Tuesday, January 15, 2008

o que resta do dia...

E desatei a ler esta poesia leve, em que cai a sombra dos dias e os pesadelos da memória, a leveza das lembranças também, anotações que serão, para que nada esqueça, para que alguma coisa se salve, a poesia será «o que resta do dia», na expressão tão pertinente que foi colher a Freud. E a ela, que tanto gosta da lentidão, do correio por via marítima (título da sua primeira recolha), tenho-a lido devagarinho, há sete anos que a vou lendo, afinal, sem atropelo, há poetas assim, a sua poesia é lenta, adagio molto.
Jorge Silva Melo

Fim de tarde na Avenida João XXI. A propósito de O que resta do dia, antologia de poesia e prosa de Judith Herzberg, Jorge Silva Melo leu no Pequeno Auditório da Culturgest poemas da autora neerlandesa na sua presença. A escritora que começou a publicar nos anos sessenta é considerada uma das vozes mais representativas da poesia contemporânea europeia. Afirmou uma vez: “Evito afirmações moralistas (…). Tento que o público experimente a mesma confusão que eu, quando observo a realidade.” O pós leitura esteve a mais. Onde há poesia com esta peculiaridade, qualquer ruído — especialmente se tolo, como fatal é quando se estimula a plateia a manifestar, é inútil. Ainda assim, o essencial perdura e é muito confortante.

Coragem
A noite deixou-me outra vez transtornada
lentamente a manhã se enche
de palavras que eu sei de certeza
que significavam alguma coisa, mas o quê?
que ontem significava alguma coisa.

Andar é balançar sobre os pés,
vejo na rua os seres de sangue quente
que tiveram também a inexplicável coragem
de se levantarem
em vez de ficarem deitados.

Nunca ninguém tem a certeza de nada,
de ser amado, de ser abandonado
tudo é possível e tudo é permitido
tudo sucede em alternância.

Agora me lembro o que queria dizer:
enquanto isso não trouxer infelicidade
é uma sensação agradável. Mas no fundo
somos doces como Turkish delight
numa lata cheia de pregos.

Judith Herzberg
Trad.
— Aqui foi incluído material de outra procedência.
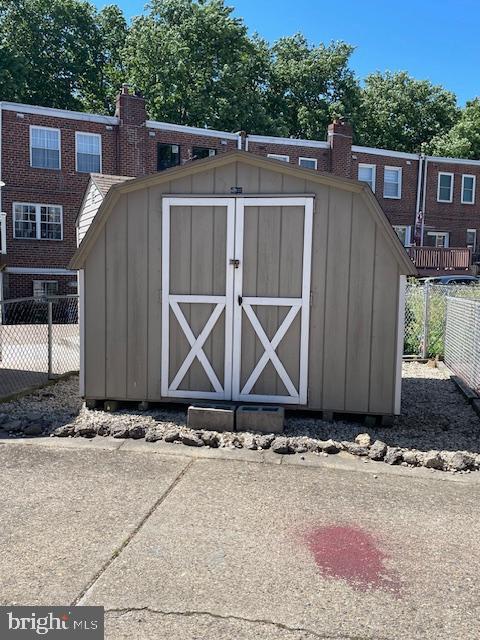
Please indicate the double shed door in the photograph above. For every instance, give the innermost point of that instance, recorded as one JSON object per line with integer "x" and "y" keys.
{"x": 236, "y": 298}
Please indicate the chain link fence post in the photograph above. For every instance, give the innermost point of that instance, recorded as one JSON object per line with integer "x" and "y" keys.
{"x": 426, "y": 319}
{"x": 50, "y": 338}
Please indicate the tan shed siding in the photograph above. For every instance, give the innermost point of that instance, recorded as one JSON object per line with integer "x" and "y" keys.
{"x": 95, "y": 382}
{"x": 384, "y": 328}
{"x": 362, "y": 253}
{"x": 354, "y": 285}
{"x": 117, "y": 264}
{"x": 137, "y": 294}
{"x": 93, "y": 200}
{"x": 318, "y": 288}
{"x": 154, "y": 285}
{"x": 336, "y": 306}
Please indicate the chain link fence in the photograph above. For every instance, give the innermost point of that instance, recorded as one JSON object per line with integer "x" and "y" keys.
{"x": 39, "y": 340}
{"x": 462, "y": 340}
{"x": 425, "y": 316}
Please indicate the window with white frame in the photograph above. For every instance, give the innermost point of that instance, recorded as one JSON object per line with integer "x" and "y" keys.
{"x": 276, "y": 156}
{"x": 88, "y": 152}
{"x": 308, "y": 163}
{"x": 404, "y": 233}
{"x": 45, "y": 288}
{"x": 437, "y": 239}
{"x": 367, "y": 173}
{"x": 37, "y": 221}
{"x": 445, "y": 187}
{"x": 392, "y": 182}
{"x": 468, "y": 189}
{"x": 472, "y": 239}
{"x": 44, "y": 148}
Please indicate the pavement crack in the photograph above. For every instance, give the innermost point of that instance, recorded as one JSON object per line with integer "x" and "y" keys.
{"x": 89, "y": 586}
{"x": 217, "y": 616}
Ana Maria Carvalho Lemmens

7 comments:

M&S said...

Este blog é um desafio à inteligência!...
Bem haja!
:)

(Ai que inBeja!!! lol)

pin gente said...

gostei muito de ler, luís!
e tanta gente vive a infelicidade como um karma... e eu sei que há altura em que nos punimos por sermos felizes, como se não tivessemos esse direito.
agora, sei que temos... sei que tenho!
a felicidade é uma sensação muito agradável.
abraço
luísa

isabel mendes ferreira said...

Coragem.


o que nos falta.


a muitos.


a outros sobra.


a Si Luis sobra a capacidade de nos fazer sair.evadir. deste lado do chão.



beijo.

_____________encantado.

avelaneiraflorida said...

EXCELENTE, caro LUÌS!!!!!

"Brigados" por mais este post!!!

Maria P. said...

Magnífico.

Um beijinho*

tufa tau said...

a noite!
por um lado leva-nos a coragem... por outro, traz-nos o aconchego de estar a salvo, longe do mundo...

gostei muito
abraço

Outonodesconhecido said...

As coisas que por aquis e disseram na minha atarefada ausência. Gsotei do poema e do resto também, como sempre!
Boa semana.
Ah! gostei do filme "Expiação". por mais que queiramos nunca se expia algo que pesa na consciência, há uma tentaiva, alivia-se o fardo mas bem lá no sótão existe a dor de não se ser nobre, acho!